Daniel espera. Tiene que conocer al bastardo que arruinó su matrimonio. El amor verdadero de su verdadero amor. Tocan a su puerta. Se acerca el encuentro no esperado.
— ¿Por qué me haces esto, Rosario?
Abre la puerta. Él está ahí. La viva imagen de su madre. Silencio prolongado. Incómodo. Saludos. Apretón de manos. Se sientan en la sala.
— ¿Un whiskey?
— ¿Tienes cerveza? —. Sonrisa. Fraternidad.
—No preguntes dos veces. ¿Oscura? ¿Clara?
—Sorpréndeme —. La casa es grande. Clara. Entra mucha luz. La cerveza oscura. La tensión se disipó. Platican de hobbies. Platican de Jazz. El padre que nunca tuvo. Beben. Mucho y de todo. Ven a Rosario en el otro. Beben más. Daniel se ofrece a llevar a Gabriel a su nueva vieja casa. Le da las llaves. Tráfico. Quince minutos. Casa. Puerta. Entran. Gabriel observa. Era la misma casa donde creció. Así parecía. No entendía cómo pudo vivir tanto tiempo ahí. Sola. Recorrió el pasillo sin ver. Llegó a su habitación. Estaba como la dejó. Los viejos pósters en la pared, los cómics en el librero. Pero algo estaba mal. El cuarto olía a su madre. Olía a vagina. Todo y cada parte de él. Las sábanas, la cama, las fotos. Los dos lo sabían. Se rompió el lazo. Demasiada enfermedad. Demasiada locura. Sólo vagina. Sólo Rosario. Gabriel no lo ignoraba. Daniel no lo soportó. Olía a la amada. Olía a la madre. Pero no olía por Daniel. La madre lloraba a Gabriel. La amada lloraba a su hijo. Lo deseaba. Demencia. Puño. Golpe. Sangre. Gritos. Cara.

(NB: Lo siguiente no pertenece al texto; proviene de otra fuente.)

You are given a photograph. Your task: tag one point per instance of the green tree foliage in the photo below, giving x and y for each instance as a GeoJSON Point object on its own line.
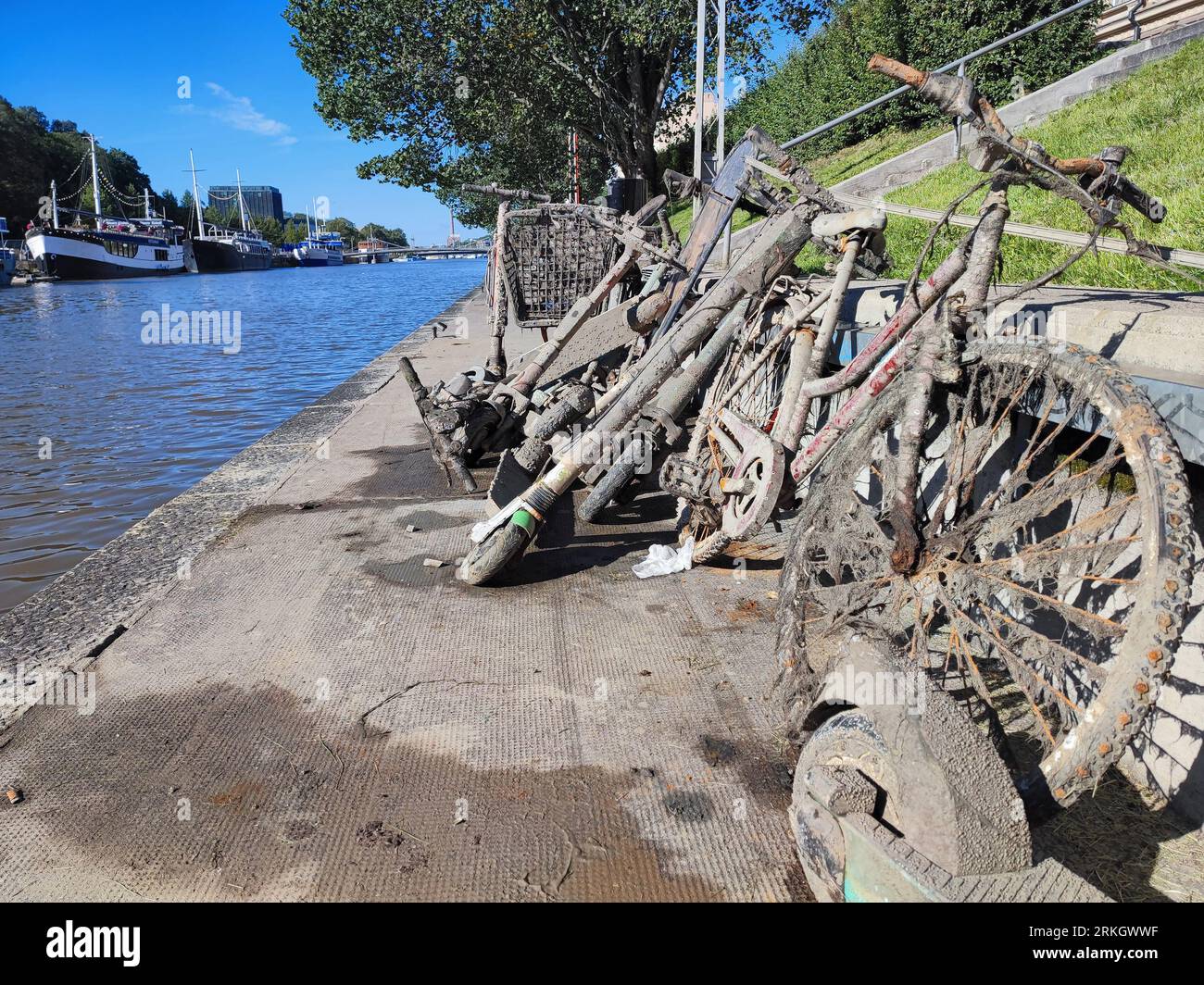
{"type": "Point", "coordinates": [827, 75]}
{"type": "Point", "coordinates": [480, 91]}
{"type": "Point", "coordinates": [34, 152]}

—Yo la amaba, cabrón y la enferma sólo te quería a ti, te deseaba sólo a ti—. Puño. Golpe. Sangre. Gritos. Besos. Lágrimas. Botón, botón, botón. Daniel. Besó su pecho. Gabriel gemía. Quería más. Lenguas. Penes. Sexo, llanto y lujuria. Vacío. Se necesitaban para olvidar a la madre. Olvidar a la prima. Olvidar a la amada. Olvidar a la esposa.

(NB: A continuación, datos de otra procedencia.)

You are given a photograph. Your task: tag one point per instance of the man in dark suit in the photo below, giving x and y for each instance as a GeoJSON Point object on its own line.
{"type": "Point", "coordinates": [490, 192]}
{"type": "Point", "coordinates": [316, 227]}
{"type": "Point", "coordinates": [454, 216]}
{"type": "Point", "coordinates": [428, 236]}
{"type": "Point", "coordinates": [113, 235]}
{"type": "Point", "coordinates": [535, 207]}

Daniel se fue. Día soleado. Gabriel lo acompañó a la puerta. Café en mano. Sube al carro. Beso. Se despide. Sonrisas. Cierra a la puerta. Pasillo. Espejo. El mismo. Se ve en él: pelo negro, ojos grandes, lentes y una sonrisa. Gabriel pasó todo el primer mes en la cama con Fernanda. Recibiendo visitas indeseadas. Antiguas amigas de su madre, compañeros de trabajo, familiares y uno que otro testigo de jehová. Pero no fue hasta la mañana en que lo volvió a ver, que sintió que podía comenzar de nuevo.